普通じゃない家族が、普通?

NHKの「ファミリーストーリー」という番組は、連続してやっているものなのでしょうか? いい番組ですねぇ。僕が見たのは、浅野忠信さんの巻。

こういう言い方をすると本人には失礼ですが、「ミニシアター映画のご常連」。僕は、結果としてミニシアターで上映されるようなテイストの映画を見ることが多いので、なじみです。

引き算の個性。目立たないところが、かえって、「彼はどこにいるの?」と、気にさせる。



番組は、浅野忠信さんの祖父・祖母の物語。朝鮮戦争の時代、日本人と結婚したアメリカ兵は、日本で一人の娘に恵まれる。それが、忠信さんのお母さん。

ところが彼はアメリカに帰還し、新しい家庭を作る。どのような思いで、彼は日々を過ごしていたのでしょう。

「実は、日本には自分の妻と娘がいるんだ」と、言える相手が一人もいない人生。「ため息つけば、それですむ」境涯を想像してほしい。 遺品の財布の中から見つかった、幼い娘のボロボロの写真。

あぁ。日本だけでなく、アメリカの州にも「無縁坂」はあるんですねぇ。



感銘を強く受けたのは、先日見た「コーラスライン」の影響です。前回、渋谷Bunkamuraでの衝撃を再び。

今回は、ちょっと冷静に見ることができて「これは、家族の物語なのでは?」と感じていたのです。

オーディションを受ける若者達の、家族の物語。

振り付けのディレクターが、個性を知ろうと、一人一人に自己紹介を促す。これが、観客の琴線に触れる。

落ち目、田舎者、ゲイ、能力より見た目、失業・・・・。

幸せだったのは、小学校まで。中学、高校時代を迎えると、世の中がわかってきて、初めて葛藤に出会う。いたいけな年齢なのに。

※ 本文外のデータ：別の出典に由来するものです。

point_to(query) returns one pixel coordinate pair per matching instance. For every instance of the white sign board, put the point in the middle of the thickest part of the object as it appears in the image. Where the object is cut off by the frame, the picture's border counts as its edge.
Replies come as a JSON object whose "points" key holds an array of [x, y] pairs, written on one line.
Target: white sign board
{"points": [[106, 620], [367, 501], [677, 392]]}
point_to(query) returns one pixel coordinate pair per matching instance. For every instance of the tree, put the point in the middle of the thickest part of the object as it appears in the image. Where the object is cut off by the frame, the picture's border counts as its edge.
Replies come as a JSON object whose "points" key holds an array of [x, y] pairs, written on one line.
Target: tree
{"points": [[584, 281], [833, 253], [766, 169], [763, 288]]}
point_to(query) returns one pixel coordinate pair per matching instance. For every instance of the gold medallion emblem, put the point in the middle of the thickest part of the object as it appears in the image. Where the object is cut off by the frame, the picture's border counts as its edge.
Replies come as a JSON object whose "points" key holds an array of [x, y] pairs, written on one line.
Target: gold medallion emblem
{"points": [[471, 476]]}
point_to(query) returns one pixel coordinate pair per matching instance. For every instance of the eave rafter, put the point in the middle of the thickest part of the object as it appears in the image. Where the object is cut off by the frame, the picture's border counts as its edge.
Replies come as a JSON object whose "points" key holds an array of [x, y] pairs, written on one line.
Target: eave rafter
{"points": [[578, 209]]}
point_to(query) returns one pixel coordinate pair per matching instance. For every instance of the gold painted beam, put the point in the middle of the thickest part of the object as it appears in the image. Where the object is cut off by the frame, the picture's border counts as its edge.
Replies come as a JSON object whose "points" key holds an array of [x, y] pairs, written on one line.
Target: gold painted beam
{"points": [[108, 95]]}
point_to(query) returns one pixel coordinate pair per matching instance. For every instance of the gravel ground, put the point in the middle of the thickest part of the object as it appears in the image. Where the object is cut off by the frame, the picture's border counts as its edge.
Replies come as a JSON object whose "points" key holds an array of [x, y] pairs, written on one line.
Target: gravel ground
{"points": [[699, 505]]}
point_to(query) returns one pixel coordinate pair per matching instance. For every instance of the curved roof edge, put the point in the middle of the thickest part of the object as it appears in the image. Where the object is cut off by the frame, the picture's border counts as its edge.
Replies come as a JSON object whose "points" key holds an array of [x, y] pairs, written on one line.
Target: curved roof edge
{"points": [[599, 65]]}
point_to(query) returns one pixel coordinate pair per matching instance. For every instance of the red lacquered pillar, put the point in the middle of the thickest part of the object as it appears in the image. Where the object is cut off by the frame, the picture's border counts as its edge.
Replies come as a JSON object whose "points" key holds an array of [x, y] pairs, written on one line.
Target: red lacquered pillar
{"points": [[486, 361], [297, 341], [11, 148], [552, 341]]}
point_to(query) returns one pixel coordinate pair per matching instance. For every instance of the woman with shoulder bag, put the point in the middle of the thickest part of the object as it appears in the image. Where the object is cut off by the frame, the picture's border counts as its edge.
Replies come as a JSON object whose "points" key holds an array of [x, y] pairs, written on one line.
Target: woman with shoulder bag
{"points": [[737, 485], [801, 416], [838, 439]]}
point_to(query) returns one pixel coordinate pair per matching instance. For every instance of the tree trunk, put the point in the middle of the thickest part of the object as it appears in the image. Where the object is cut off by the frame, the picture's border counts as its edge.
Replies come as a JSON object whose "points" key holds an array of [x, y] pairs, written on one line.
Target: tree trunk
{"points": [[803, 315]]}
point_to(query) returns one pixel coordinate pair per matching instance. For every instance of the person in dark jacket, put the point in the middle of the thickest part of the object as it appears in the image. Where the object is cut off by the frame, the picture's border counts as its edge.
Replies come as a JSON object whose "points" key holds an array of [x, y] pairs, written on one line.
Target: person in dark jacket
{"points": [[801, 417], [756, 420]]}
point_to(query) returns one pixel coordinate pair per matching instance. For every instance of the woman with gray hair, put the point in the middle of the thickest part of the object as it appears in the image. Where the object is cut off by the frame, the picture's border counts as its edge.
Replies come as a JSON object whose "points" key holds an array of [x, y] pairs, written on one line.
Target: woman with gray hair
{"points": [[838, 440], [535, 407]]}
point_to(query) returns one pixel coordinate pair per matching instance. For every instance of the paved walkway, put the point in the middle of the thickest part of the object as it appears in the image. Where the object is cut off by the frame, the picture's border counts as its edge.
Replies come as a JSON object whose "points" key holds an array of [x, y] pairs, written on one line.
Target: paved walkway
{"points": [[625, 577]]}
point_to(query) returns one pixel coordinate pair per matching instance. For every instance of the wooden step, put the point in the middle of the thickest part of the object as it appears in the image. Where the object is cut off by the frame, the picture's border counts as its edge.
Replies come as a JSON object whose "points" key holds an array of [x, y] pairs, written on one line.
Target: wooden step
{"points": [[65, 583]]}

「父は、しょうがなく母と結婚してあげたんだ」とか。「家には帰って来た。でも存在していなかった」とか。家庭の中にある、世の中。世の中に船出する若者を、「息子をよろしく」としか言えない家庭。

だから、フィナーレのoneの意味は深い。oneは、いろいろな意味にとれます。

僕の望みは、2倍の長さがほしいこと。もっと、浸っていたい。



★それでは「音だっち」ツネツネから。朝夜聴きます。

・本日のおすすめ、KT Tunstallです。朝聴くと、元気になれる曲。